For me sadly woodworking isn't my day job, it was once and I'd really like to be working at it full time again.

If a member of the public came up to me with a picture of something they wanted reproduced I'd try and get as much information about the piece as I can and ask them what exactly are they looking for ? and how much do they want to spend ?.

Did they just hear about this guy in a workshop who makes things from wood and they decided to show him a picture from a catalogue and ask him to reproduce it hoping to get it done for less ( which sadly is usually the case for me :-/ ), or are they fed up of buying these nice looking pieces that just don't seem to last.

If the piece is made from ply or MDF I'll ask if they want it made the same or from solid and explain that the price would be greater in solid and explain why.

Id also ask when do they want it and if they're happy with butt joints just screwed and glued together or mortice and tenon joinery, and both are perfectly ok but for me the final price would be different.

When doing my final pricing I have certain obvious rules or guidelines I will stick to (kind of .. I'll explain later )

Cost of all materials must be covered !!!! Whatever about not being properly paid for my time I will not leave myself, another business or another person out of pocket on materials that I purchased and I usually ask for materials cost upfront to guarantee this.
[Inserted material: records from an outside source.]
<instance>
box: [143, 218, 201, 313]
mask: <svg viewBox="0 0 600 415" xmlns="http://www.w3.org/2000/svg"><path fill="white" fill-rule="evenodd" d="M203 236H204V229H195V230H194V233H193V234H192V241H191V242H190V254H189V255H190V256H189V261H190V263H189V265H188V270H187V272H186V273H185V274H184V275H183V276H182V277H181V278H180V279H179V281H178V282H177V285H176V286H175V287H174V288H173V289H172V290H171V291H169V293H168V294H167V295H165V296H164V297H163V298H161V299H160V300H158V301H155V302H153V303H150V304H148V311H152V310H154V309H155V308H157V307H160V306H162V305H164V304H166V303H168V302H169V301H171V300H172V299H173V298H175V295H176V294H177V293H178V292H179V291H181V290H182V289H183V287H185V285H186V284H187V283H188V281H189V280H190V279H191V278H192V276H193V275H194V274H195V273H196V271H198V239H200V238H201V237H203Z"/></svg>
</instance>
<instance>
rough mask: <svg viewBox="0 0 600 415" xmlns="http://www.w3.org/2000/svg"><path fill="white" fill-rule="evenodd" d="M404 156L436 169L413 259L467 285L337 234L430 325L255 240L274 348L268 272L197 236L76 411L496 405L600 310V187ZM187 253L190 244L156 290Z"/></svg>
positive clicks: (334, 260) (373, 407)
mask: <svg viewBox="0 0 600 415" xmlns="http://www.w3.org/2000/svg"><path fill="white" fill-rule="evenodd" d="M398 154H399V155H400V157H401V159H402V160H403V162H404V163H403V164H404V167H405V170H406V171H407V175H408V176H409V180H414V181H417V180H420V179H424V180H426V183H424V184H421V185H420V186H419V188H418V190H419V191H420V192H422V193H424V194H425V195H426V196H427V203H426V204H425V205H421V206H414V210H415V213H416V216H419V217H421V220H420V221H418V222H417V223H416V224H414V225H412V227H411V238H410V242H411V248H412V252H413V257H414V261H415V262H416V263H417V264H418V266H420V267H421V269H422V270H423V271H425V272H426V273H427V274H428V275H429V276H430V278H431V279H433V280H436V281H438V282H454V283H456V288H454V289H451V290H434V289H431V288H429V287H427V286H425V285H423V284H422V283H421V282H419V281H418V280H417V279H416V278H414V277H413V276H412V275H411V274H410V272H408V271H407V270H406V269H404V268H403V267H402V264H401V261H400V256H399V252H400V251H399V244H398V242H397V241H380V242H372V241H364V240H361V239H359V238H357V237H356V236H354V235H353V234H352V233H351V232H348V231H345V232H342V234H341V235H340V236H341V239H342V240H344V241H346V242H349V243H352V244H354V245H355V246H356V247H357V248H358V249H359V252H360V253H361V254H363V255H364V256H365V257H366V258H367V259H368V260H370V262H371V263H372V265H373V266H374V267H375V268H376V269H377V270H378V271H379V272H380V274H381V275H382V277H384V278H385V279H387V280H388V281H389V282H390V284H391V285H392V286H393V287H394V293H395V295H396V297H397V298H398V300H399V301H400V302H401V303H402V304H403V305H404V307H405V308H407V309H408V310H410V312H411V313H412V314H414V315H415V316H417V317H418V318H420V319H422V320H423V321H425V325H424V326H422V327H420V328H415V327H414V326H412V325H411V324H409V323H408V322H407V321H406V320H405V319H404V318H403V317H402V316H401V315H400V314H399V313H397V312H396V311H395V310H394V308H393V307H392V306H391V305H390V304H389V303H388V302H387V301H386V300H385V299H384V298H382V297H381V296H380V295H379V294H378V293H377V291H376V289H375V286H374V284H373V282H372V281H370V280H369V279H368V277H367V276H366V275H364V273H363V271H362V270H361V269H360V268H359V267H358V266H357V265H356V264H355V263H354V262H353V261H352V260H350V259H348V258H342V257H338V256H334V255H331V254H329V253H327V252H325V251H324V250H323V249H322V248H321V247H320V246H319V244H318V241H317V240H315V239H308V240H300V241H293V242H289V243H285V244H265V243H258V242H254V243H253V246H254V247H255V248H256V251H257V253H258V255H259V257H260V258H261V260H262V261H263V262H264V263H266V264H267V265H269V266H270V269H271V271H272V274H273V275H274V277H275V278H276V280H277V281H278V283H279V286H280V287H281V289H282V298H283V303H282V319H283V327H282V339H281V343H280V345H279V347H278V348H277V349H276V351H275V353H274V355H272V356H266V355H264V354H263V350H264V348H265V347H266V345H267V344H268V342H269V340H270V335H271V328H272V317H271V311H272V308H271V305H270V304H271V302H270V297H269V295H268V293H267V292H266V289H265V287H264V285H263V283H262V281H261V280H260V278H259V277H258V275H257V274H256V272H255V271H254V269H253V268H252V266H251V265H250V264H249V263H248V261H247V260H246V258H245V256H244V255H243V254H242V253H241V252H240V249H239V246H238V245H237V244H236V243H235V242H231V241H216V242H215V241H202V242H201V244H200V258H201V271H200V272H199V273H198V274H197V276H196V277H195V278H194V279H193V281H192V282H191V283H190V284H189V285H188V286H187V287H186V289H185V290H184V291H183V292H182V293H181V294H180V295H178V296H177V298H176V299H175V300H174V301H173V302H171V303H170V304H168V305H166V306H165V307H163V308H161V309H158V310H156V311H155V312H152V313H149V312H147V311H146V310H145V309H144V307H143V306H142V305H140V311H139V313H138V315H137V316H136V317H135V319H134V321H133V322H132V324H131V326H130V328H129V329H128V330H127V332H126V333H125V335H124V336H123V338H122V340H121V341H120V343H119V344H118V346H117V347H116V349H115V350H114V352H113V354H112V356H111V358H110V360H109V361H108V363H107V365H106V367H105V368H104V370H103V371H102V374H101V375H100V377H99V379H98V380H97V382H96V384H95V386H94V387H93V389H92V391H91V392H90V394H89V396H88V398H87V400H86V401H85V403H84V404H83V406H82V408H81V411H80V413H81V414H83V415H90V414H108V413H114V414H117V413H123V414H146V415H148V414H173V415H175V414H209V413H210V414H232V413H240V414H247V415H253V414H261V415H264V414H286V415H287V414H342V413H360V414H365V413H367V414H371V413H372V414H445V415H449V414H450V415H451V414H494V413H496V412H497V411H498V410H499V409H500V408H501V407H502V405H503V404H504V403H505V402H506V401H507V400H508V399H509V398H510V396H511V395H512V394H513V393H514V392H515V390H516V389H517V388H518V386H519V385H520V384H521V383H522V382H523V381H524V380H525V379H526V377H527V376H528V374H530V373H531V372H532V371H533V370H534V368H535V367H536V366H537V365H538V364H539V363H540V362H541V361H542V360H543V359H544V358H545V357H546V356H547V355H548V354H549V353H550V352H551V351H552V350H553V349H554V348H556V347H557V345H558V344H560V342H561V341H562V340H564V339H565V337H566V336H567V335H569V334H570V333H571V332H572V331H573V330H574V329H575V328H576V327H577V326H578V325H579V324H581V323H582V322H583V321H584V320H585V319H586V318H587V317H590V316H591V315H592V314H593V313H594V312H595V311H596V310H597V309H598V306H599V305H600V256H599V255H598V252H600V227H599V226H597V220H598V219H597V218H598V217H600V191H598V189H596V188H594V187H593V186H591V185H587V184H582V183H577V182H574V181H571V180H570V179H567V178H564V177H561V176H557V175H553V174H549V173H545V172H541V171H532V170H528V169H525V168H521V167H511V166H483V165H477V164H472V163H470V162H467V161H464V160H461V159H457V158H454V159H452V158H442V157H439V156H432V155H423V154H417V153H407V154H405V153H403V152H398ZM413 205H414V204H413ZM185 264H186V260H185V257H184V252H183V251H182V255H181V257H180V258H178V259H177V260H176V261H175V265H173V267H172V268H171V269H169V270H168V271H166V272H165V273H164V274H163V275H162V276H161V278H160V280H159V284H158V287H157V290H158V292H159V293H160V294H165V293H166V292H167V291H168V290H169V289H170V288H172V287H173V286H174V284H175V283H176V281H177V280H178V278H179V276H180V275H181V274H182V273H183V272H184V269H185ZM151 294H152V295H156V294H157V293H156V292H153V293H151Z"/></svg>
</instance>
Also I do not charge extra for materials, if I pay X amount for wood, glue etc etc that's what I charge the client even if I'm getting a good deal.

I run through the project in my head and how I'm going to make the piece and what tools I use and add the cost of wear and tear on blades and machines and also electricity, for me this usually bounces around the 20% to 30% of the cost of materials, I use a percentage because the more materials I have the more machining I usually have to do but I do run through the process in my head over and over again so I can keep it to a minimum.

After that I earn €10 an hour in my day job and it's what I pay the people working with me so for me it's a fair amount and if I'm in my workshop on someone else's dime I work as fast as I safely can to produce what the Client is looking for.

With all that being said

I was asked to reproduce a wardrobe by girlfriend, the originals were mass produced of ok quality in a material that I have never seen before!!! I made it from mahogany mortice and tenoned all the joints and painted the whole thing . ( got a great reaction from our brothers in the forum for that :D )

My girlfriend doesn't know what a mortice and tenon is and she couldn't tell mahogany from sandpaper.

The materials alone cost me around €300 I spent about 6 days total including gluing and finish and the final price for my lovely lady was ........ Private !!!!